Frozen for two months, the demobilization of Colombia’s militias took a step forward Monday with the surrender of 1,923 paramilitary fighters and a large arsenal of weapons, including two helicopters.
The action by members of the Central Bolivar group of the United Self-Defense Forces of Colombia was the second-largest since the demobilization process began in June 2003. About 13,000 paramilitary soldiers have promised to give up fighting. Roughly 8,000 remain in uniform.
The nation has been riven by factional warfare for more than four decades. Leftist guerrilla forces such as the Revolutionary Armed Forces of Colombia, or FARC, have battled government and paramilitary armies, the latter initially financed by farmers, cattlemen and businessmen.
Now, guerrillas and rightist paramilitaries fight to control Colombia’s multibillion-dollar drug-trafficking industry. The national army, which is funded in part by $600 million in annual U.S. aid, fights both of them.
The demobilization of paramilitary forces is a key element in President Alvaro Uribe’s strategy to end the civil war. Uribe hopes to complete it by mid-February, then turn his attention to defeating the FARC, which has refused to negotiate with the national government.

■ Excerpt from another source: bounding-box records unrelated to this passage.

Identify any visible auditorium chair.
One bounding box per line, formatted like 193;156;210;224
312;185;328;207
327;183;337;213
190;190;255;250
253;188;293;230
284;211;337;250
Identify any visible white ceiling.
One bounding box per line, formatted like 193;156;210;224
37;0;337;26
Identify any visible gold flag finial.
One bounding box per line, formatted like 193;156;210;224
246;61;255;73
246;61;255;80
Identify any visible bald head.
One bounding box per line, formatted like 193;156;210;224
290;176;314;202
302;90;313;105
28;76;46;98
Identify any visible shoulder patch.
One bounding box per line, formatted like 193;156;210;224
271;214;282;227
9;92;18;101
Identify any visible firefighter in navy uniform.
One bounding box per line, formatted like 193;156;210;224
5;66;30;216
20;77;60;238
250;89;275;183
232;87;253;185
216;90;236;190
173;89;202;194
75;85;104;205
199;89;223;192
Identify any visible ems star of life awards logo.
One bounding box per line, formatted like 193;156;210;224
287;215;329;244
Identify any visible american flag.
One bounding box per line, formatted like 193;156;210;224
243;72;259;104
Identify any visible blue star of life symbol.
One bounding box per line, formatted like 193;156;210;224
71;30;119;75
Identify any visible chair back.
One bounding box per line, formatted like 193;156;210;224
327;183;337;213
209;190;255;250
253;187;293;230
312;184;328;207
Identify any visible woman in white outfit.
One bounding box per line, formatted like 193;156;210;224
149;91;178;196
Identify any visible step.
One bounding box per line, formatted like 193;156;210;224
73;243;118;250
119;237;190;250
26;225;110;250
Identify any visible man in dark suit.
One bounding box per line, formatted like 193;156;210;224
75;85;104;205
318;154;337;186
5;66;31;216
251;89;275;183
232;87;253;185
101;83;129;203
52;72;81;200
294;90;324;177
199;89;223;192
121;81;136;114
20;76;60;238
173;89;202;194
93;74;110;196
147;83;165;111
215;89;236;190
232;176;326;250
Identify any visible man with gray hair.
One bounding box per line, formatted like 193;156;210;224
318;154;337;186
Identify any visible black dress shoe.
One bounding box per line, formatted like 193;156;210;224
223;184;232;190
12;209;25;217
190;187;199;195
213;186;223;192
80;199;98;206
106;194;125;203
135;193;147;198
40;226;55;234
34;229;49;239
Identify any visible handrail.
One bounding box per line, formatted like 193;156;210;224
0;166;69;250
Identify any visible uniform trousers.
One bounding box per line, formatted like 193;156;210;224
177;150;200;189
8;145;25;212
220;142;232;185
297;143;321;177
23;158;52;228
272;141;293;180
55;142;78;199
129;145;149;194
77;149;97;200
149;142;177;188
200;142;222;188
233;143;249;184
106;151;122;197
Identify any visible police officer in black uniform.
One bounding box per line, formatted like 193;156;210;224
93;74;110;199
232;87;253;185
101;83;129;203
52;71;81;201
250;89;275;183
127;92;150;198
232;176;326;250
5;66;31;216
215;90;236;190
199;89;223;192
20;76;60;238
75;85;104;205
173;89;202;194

The other main insurgent army, the National Liberation Army, known by its Spanish initials ELN, has expressed interest in a negotiated settlement and held preliminary talks with Colombian officials in Havana on Monday.
In exchange for laying down their arms, the paramilitary fighters are entitled to a $168 monthly stipend, housing, healthcare and schooling. Fighters who surrendered Monday will be relocated to 120 towns and given new identities, said Juan David Angel, who heads the Interior Ministry’s program for bringing the militia members back into society.
Demobilization ground to a halt in October, after the government abruptly moved a captured paramilitary leader from one prison to another. The armed groups feared that the leader, Diego Fernando Murillo, would be extradited to the United States.
U.S. officials have asked for the extradition of several paramilitary leaders, including Murillo, to face drug charges. The paramilitary organizations agreed to the peace process on condition that none would be extradited.
Angel said the government was able to convince paramilitary leaders that none would be extradited as long as they kept their agreement to disavow violence, confess to past crimes and renounce illicit assets.
The leaders are subject to trial after the demobilization deadline of Feb. 15, but Uribe has offered them reduced sentences in exchange for their cooperation.